Neutrality toward religion does not have the same meaning in some European countries, and increasingly in Germany, that it has in the U.S. It does not mean that the state should not favor one church or religious association over another, but that the state should not recognize the religious dimension of culture at all. The unembarrassed way in which American Presidents and other political leaders refer to God and invoke the religious dimensions of culture is hardly imaginable in Germany or France. The public silence about religion reinforces popular ignorance or indifference with respect to Europe’s cultural origins and their continuing importance.
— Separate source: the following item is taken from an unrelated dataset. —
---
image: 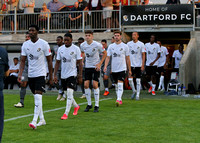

It must be admitted that the churches themselves bear a large responsibility for this unhappy circumstance. Church leaders and Christian thinkers are still captive to the idea that Christianity must be made relevant by adapting its message to the assumptions and sensibilities of a secular culture. One might argue that almost the opposite is required. An unabashed proclamation of the cross and resurrection, of hope for eternal life, and of divine judgment might again make Christianity interesting, challenging, and something of a redemptive scandal. Christian preachers and writers might even find the nerve to speak of something so outré as obedience to moral truth. That Christianity proposes a different way of living, a different understanding of freedom and fulfillment, was in the early church one of its chief attractions. That could happen again, if Christian leaders have the nerve, the intelligence, and the faith for it. The alternative is more of the same: the false freedom of undirected choice, the futile efforts to satisfy insatiable appetites, the blunting of the human capacity for truth and transcendence. The alternative, in short, is the culture of death. And with that, the continuing perception that Christianity is simply irrelevant.

There is, I believe, no danger of an anti“American insurgency in Germany. More pressing problems have to do with economic stagnation and the still uncompleted tasks of reunification with the East. Those problems are generally recognized. More controversial is the discussion of the continuing march of the cultural revolution through German institutions, including marriage and the family, and the ominous implications of demographic decline combined with massive Muslim immigration. What does it mean to be German? What does it mean to be European? All the countries of the EU, including those now being admitted to membership, are being forced to ask the hard questions of cultural identity.

Whatever its economic benefits, the EU is presumably more than an economic union. Whether the EU is to be formed above cultural identities, or through cultural identities, or somehow around cultural identities, what Germany and the other member nations bring to the EU are cultural identities inseparable from their Christian origins and continuing influence. At present, that influence appears to be in decline, and some are clearly betting that it will, in time, disappear altogether. If they get their way, we face the possibility of an EU divorced from what is culturally identifiable as Europe. Many Europeans, including many Germans, are deeply and, I believe, rightly worried about that prospect.

Wolfhart Pannenberg is Professor of Systematic Theology at the University of Munich and founding director of the Institute of Ecumenical Theology.